Riyazat denilen zayıflama resimleri, kötü alışkanlıkları güçlü irade ile bırakmak iyi alışkanlıkları devam ettirmek mümkündür. İnsan maddi ve manevi kötü alışkanlıklarını terk edebilir. İyi alışkanlıklar edinebilir. İçki, sigara, kumar vs. bırakılabilir. Günahlar terk edilebilir. İyiliklere, sevaplara yönelinebilir. Çünkü tebdili ahlak caizdir.
Yıllar yılı eşkiyalık yapan insan, ahlakını değiştirip evliya olabilir. Veya iyi insanların ayağı kayıp hata eder. Kötü olabilirler. Esas olan kötüde ısrar değil, iyide sebattır. Bu da maddi ve manevi eğitimle mümkündür. Dinde bunun adına haramı-yasağı- terk, helalı yap denir.
İnsanlar iyiye, güzele, helale o kadar alışırlar ki, iyilik güzel ahlak onların şiarı, yolu olur. İşte İslam’ın amacı da budur.

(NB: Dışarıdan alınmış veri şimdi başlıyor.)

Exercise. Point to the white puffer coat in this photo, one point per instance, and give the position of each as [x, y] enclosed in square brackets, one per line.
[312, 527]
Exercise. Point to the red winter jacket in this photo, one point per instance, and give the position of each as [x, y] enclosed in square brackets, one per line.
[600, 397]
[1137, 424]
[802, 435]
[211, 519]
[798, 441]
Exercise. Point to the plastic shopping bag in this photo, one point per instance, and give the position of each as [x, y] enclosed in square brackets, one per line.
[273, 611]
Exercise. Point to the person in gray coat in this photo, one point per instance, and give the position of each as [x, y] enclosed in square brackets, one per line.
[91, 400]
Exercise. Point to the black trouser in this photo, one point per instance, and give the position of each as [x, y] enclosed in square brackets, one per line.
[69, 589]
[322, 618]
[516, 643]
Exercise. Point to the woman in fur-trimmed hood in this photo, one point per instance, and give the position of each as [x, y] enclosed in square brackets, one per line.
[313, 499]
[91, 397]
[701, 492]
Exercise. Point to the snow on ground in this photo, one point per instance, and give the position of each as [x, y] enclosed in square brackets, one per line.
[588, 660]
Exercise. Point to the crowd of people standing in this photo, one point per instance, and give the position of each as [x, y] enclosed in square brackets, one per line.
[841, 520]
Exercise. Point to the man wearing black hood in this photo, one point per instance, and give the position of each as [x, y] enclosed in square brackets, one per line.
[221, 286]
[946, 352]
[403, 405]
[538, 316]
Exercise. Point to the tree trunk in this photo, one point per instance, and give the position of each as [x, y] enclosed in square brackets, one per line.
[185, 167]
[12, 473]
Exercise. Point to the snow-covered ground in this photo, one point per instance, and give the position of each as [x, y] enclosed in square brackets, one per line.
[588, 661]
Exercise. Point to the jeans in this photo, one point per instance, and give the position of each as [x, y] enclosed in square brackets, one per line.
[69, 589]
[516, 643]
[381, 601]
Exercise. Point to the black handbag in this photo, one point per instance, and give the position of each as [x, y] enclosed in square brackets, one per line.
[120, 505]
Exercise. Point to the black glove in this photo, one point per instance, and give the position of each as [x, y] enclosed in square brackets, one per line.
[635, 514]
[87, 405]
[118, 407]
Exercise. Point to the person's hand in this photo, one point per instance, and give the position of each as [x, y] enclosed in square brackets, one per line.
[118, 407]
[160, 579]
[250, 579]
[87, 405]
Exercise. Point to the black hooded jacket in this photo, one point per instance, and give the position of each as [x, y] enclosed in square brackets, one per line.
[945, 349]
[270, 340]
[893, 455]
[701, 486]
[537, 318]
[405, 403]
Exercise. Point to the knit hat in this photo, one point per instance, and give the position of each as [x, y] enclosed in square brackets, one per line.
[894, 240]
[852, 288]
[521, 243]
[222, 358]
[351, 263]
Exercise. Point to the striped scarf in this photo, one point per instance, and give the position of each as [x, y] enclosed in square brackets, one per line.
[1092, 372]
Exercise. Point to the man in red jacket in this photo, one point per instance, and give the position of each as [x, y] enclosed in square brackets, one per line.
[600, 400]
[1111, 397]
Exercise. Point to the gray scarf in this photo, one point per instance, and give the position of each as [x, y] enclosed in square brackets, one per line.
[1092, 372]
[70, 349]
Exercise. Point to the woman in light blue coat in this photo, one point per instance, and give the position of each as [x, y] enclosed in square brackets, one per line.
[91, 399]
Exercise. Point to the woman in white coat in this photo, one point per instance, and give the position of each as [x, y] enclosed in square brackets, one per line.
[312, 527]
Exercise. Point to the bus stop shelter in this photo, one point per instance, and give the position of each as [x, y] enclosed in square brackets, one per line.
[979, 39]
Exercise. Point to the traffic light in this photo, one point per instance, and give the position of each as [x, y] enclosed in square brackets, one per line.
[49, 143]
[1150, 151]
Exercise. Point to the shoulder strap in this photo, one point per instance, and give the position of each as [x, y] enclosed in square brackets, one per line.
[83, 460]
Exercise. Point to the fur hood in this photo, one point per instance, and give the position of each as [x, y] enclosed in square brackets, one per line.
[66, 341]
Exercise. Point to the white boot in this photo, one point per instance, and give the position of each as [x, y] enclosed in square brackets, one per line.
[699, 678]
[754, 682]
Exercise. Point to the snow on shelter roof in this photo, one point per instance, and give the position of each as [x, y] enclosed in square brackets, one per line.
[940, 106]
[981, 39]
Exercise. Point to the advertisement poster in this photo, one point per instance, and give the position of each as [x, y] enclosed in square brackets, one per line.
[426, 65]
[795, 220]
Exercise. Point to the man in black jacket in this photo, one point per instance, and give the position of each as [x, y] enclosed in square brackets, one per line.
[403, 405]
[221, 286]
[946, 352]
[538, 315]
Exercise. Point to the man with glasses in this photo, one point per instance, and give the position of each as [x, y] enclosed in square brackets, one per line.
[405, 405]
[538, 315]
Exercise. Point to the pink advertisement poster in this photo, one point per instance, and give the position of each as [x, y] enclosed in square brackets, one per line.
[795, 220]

Örneğin, öyle insanlar vardır ki, öldürsen haram yemez. Nefsini öylesine eğitmiştir ki, canı pahasına harama sapmaz.
Bana 14 ciltlik Mevlana’nın Mesnevi eserini hediye eden, memleketin eşrafı Alim Zahit duayen bilge bir kişidir.
1970 yıllarında şöyle bir hatıra anlatmıştı. 1940 yıllarında dokumacılık yapıyor. 300-500 hanımı dokumada çalıştırmış. O zaman bu iş; büyük bir girişimcilik, aynı zamanda dokumacılık kooperatifi başkanıymış. Türkiye çapında başarı sağlanmış. Devrin bu işle ilgili bakanı Çorum’a geliyor. Bir merasimle bu başarı kutlanıyor. Hakkı abinin iradesi dışında bir mükemmel çilingir sofrası hazırlanıyor. Hakkı Bilal da bu ziyafete davet ediliyor. Rahmetli, “Oraya vardım ki, sofra hazırlanmış, içkiler masaya döşenmiş, buyur edilmiş. “Ömrümde içki içmedim ve içmemeye de büyük yeminliyim. Beni mazur görün. Adetim değil, dedim” diyor. Baan bey, “Efendim adetinizi bozabilirsiniz, bir seferden bir zarar olmaz” demiş. Bu başarının ana unsuru olarak sofraya oturması için şiddetli ısrar edilince, “Mesnevi’den alıp biraz evvel ifade ettiğim at-it konusunu anlattım ve dedim ki, ‘Efendim herkes kendi kabiliyeti doğrultusunda hareket eder. At et yemez, it ot yemez efendim. Hayvanlar böyle olduğu gibi, insanlardan da öyleleri vardır ki, atın et yemediği gibi o da haram yemez, içki içmez. İçki iki çeşitlidir. Birisinin sekri-ser hoş etme özelliği vardır. İçki gibi birisinde sekri görünmez. Haramlar gibi. Haramın sekrine günah derler efendim’ diyerek, gayet ariane bir izah yaptım. Elbette ki bakana saygı güzeldir, ama Allah’a itaat farzdır. Allah’a isyanda kula itaat yoktur. Sizi kutlarım. Başarınızın devamını dilerim demiş bakan” diye anlatmıştı.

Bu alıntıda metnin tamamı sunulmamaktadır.